As part of GDT’s Destructive Distillation process of recovering raw materials from end of life tyres, we produce carbon.
We are excited to have made a further step in refining our recovered carbon, which should make it directly usable in the rubber industry in due course.
Carbon and its industrial uses
Carbon is the world’s most widely used industrial chemical. It has a range of uses from rubber products as a reinforcing and binding agent through to filtration products to cosmetics, toners and inks, paints and coatings and other various smaller industrial applications.
Recycled carbon black

Our processing of tyres produces what is termed “recovered carbon black”.
The international American Society for Testing and Materials (ASTM) has established a committee specifically to review the standards that need to be applied to recovered carbon black in order for it to fit into industrial applications. GDTC is a member of the committee for recovered carbon black at the ASTM.
Carbon black particle size
One of the critical issues with the use of recovered carbon black in rubber products, which is the greatest user of carbon in the industrial sense, is the size of the particles that can be achieved from this product.
Virgin carbon black, as the alternative is called, is manufactured through a pyrolysis process using fossil fuels and is obviously coming under some scrutiny in this world of sustainability and circular economy.
Recovered carbon black, because it has been recovered from end-of-life tyres, has a composition that includes some polymers that cause the particles of carbon to stay stuck together in an agglomeration.

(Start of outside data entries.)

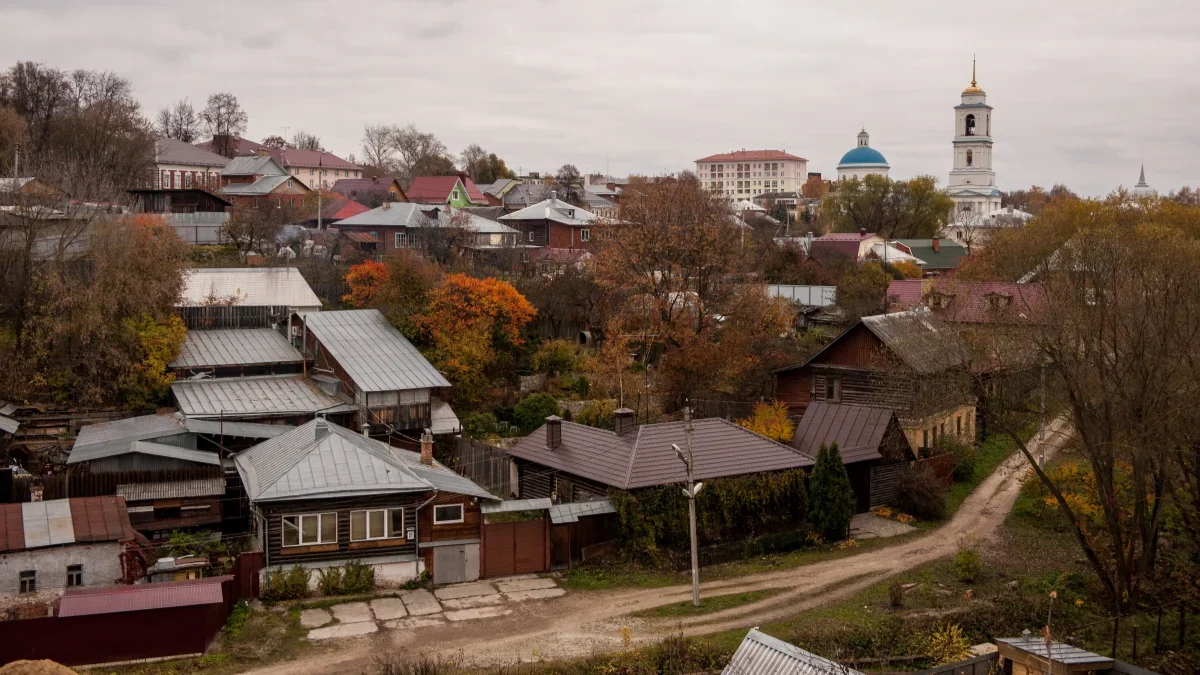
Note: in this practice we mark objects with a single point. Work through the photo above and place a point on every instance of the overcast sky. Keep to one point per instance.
(1083, 90)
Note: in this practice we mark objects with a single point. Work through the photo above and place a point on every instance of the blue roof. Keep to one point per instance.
(863, 155)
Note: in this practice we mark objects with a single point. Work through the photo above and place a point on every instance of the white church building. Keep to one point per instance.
(972, 180)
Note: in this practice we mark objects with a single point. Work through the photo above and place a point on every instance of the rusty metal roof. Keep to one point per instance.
(33, 525)
(645, 458)
(114, 599)
(858, 430)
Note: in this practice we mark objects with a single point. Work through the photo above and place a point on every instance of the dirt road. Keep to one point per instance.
(585, 622)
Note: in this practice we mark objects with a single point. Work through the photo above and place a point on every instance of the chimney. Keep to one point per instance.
(624, 419)
(553, 431)
(427, 447)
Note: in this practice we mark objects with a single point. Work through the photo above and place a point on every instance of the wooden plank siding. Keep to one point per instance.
(277, 555)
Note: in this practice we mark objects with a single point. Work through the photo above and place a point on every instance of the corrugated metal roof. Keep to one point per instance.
(31, 525)
(574, 511)
(262, 186)
(762, 655)
(1060, 652)
(513, 506)
(172, 489)
(372, 351)
(309, 463)
(235, 346)
(555, 210)
(916, 341)
(115, 599)
(253, 165)
(240, 429)
(255, 287)
(645, 458)
(393, 214)
(173, 452)
(858, 430)
(253, 396)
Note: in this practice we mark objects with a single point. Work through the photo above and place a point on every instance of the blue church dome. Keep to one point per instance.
(863, 155)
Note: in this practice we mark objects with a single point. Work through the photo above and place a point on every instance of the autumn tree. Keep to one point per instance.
(895, 209)
(179, 121)
(225, 120)
(474, 328)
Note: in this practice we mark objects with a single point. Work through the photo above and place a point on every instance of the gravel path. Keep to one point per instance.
(582, 622)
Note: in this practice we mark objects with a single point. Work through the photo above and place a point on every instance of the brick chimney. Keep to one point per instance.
(553, 431)
(427, 447)
(624, 420)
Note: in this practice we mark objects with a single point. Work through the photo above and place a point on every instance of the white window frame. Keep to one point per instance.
(462, 513)
(299, 525)
(396, 532)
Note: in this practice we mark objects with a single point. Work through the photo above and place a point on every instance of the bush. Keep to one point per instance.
(967, 565)
(329, 580)
(831, 499)
(556, 357)
(533, 410)
(291, 585)
(358, 578)
(921, 494)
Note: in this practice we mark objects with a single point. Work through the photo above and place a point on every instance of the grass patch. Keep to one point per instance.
(708, 605)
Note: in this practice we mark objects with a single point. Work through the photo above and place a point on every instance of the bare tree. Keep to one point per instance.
(179, 121)
(226, 121)
(305, 141)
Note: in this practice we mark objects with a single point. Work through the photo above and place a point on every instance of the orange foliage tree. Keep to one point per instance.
(474, 327)
(366, 281)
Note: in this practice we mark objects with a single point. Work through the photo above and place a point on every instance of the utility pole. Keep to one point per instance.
(690, 493)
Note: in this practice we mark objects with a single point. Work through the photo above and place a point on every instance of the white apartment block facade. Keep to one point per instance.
(747, 173)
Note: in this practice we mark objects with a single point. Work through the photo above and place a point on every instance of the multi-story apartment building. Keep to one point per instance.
(745, 173)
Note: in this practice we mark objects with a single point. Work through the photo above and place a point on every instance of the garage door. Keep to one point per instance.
(514, 548)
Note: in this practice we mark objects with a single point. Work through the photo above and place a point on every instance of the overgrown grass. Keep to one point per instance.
(708, 605)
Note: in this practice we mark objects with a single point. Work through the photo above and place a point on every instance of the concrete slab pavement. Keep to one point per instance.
(465, 591)
(387, 609)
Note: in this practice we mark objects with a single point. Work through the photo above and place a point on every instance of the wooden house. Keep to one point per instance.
(323, 495)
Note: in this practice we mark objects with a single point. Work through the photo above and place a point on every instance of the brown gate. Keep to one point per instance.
(516, 548)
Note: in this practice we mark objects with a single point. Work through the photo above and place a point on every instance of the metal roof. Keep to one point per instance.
(373, 352)
(858, 430)
(173, 452)
(645, 458)
(574, 511)
(1060, 652)
(262, 186)
(174, 151)
(235, 346)
(916, 341)
(513, 506)
(253, 396)
(30, 525)
(172, 489)
(322, 459)
(253, 165)
(255, 287)
(762, 655)
(114, 599)
(553, 210)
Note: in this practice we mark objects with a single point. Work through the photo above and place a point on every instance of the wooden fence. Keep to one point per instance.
(16, 489)
(486, 465)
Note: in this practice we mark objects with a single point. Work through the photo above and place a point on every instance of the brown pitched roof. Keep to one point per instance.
(645, 458)
(858, 430)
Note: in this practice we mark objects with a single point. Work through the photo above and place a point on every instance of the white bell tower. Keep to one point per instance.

This renders the particle size a little larger than virgin Carbon Black and is measured in microns as opposed to nanometers, the scale used to measure virgin carbon black particles. That has caused the pyrolysis industry, in particular, some concerns with the answer being to find a method by which the particle size can be reduced.
Reducing the size of a carbon particle
GDT, facing a similar problem, has discovered a technology developed here in Australia that can reduce particle sizes of everything from iron ore through to plastics and glass.

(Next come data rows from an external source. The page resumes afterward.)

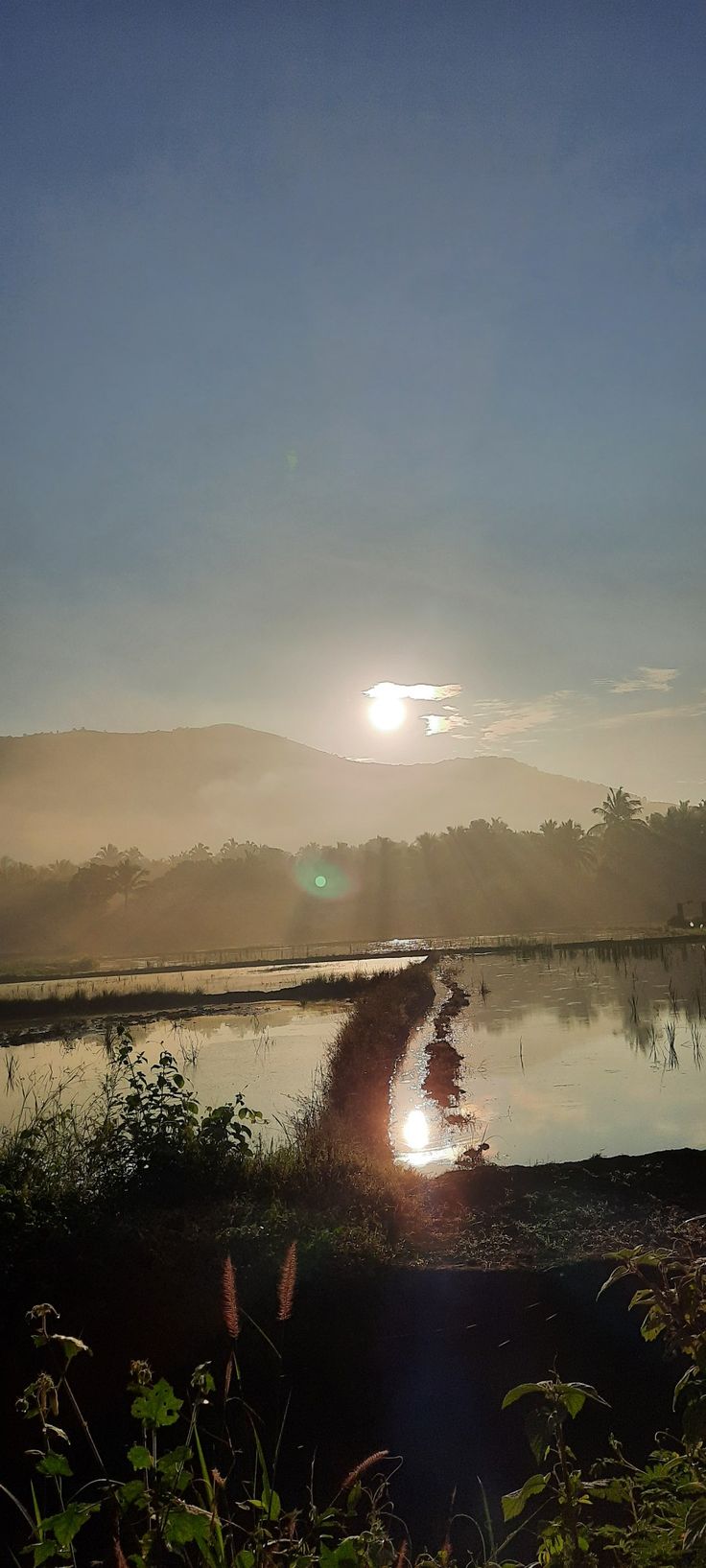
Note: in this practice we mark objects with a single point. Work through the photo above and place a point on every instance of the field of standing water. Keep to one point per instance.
(271, 1054)
(559, 1059)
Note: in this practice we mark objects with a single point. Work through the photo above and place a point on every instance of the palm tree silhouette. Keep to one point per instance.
(128, 878)
(617, 811)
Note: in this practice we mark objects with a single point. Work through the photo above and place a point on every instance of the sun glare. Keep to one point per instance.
(416, 1131)
(388, 713)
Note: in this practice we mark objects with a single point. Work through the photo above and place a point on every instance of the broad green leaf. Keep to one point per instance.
(42, 1553)
(182, 1526)
(157, 1405)
(64, 1526)
(132, 1491)
(140, 1457)
(71, 1346)
(515, 1503)
(520, 1392)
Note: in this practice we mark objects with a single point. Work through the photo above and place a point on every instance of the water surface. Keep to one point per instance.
(271, 1052)
(560, 1059)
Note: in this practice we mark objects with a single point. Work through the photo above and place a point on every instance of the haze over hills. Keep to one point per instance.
(66, 794)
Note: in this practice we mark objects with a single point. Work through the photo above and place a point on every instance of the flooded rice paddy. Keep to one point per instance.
(553, 1057)
(207, 982)
(271, 1054)
(557, 1059)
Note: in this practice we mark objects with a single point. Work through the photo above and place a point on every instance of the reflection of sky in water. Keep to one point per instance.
(269, 1052)
(589, 1078)
(212, 982)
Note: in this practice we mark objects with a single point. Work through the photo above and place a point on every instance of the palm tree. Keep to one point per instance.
(107, 854)
(619, 809)
(128, 878)
(573, 846)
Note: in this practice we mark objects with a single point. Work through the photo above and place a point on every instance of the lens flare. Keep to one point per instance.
(416, 1131)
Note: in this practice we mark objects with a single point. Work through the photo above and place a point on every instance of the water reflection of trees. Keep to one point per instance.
(577, 988)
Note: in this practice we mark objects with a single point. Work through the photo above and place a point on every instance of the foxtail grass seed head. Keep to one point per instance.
(355, 1474)
(288, 1281)
(229, 1300)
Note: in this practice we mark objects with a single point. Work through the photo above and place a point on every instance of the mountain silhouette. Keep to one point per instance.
(64, 794)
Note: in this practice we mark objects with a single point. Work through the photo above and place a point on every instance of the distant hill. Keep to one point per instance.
(61, 795)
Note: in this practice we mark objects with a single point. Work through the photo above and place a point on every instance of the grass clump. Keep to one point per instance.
(200, 1479)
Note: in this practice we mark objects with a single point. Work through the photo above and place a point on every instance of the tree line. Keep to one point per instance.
(469, 880)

Fortunately, we were able to run one tonne of our product through that process. And to our great delight and the knowing nods of the developers of this technology, we are able now to enter the race for delivery of our carbon product into the rubber industry.
Knowing that the physical characteristics match the requirement, we are able now to actively seek partnerships with rubber formulators, plastics makers, and resin manufacturers around the world to find a market that is both cost-effective and profitable to both parties.